On November 1, 2017, Beasley announced that it would swap WMJX to Entercom, in exchange for WBZ-FM, making it a sister station to longtime competitor WBMX, which broadcasts a hot AC format. The move was related to the merger of CBS Radio and Entercom, with both companies needing to divest stations to different owners to meet ownership limits and revenue concentration limits set by the Federal Communications Commission (FCC) and the Department of Justice. The swap was completed on December 20, 2017.

==Christmas music==
For much of the early 2000s (except for 2005), WMJX was one of the very few AC stations not to broadcast wall-to-wall Christmas music during the weeks leading up to Christmas. In 2005, WMJX joined the bandwagon and broadcast an all-Christmas format from the day after Thanksgiving through December 25, 2005. It did not do so again until 2012 (choosing to change to Christmas music on December 5, 2012), although then-sister station WROR-FM broadcast an all-Christmas format during the holidays from 2007 to 2011. However, during a 24-hour period from 6 p.m. Christmas Eve to 6 p.m. Christmas Day, WMJX presents a commercial free program called The Magic Of Christmas. Since 2013, WMJX flips to Christmas music on the Friday before Thanksgiving. For the 2020 holiday season, WMJX flipped to Christmas music approximately two weeks before Thanksgiving, on November 13, most likely in light of the COVID-19 pandemic and many crises that occurred in the year 2020.

==WMJX-HD2==
In early 2006, WMJX launched its digital HD2 subchannel with a smooth jazz format, a mix of traditional and contemporary jazz, fusion and new adult contemporary music.

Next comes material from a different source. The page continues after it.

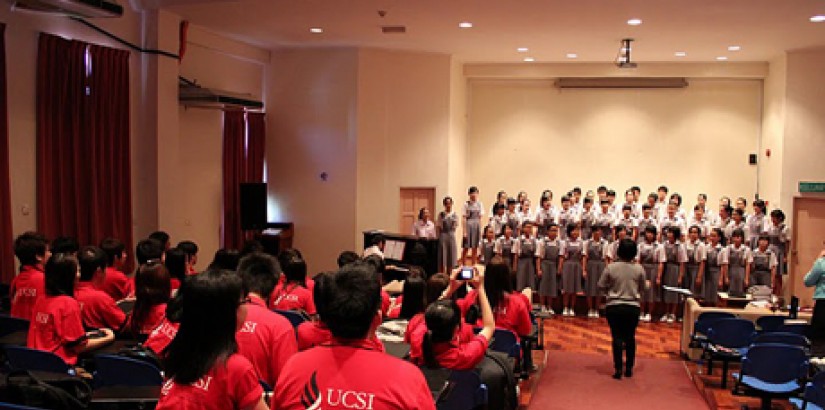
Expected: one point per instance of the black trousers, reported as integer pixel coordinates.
(623, 320)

In November 2014, WMJX-HD2 switched to all-Christmas music. During the period between mid-November and December 25 when the main channel is playing Christmas music, the HD2 channel carries the primary adult contemporary format.

The HD2 subchannel has since been turned off.

==References in popular culture==

Experimental electronic artist Oneohtrix Point Never, who hails from Winthrop, takes his name from a play on the station's frequency number, 106.7. In 2020, Oneohtrix Point Never released "Magic Oneohtrix Point Never", paying more homage to the station's brand.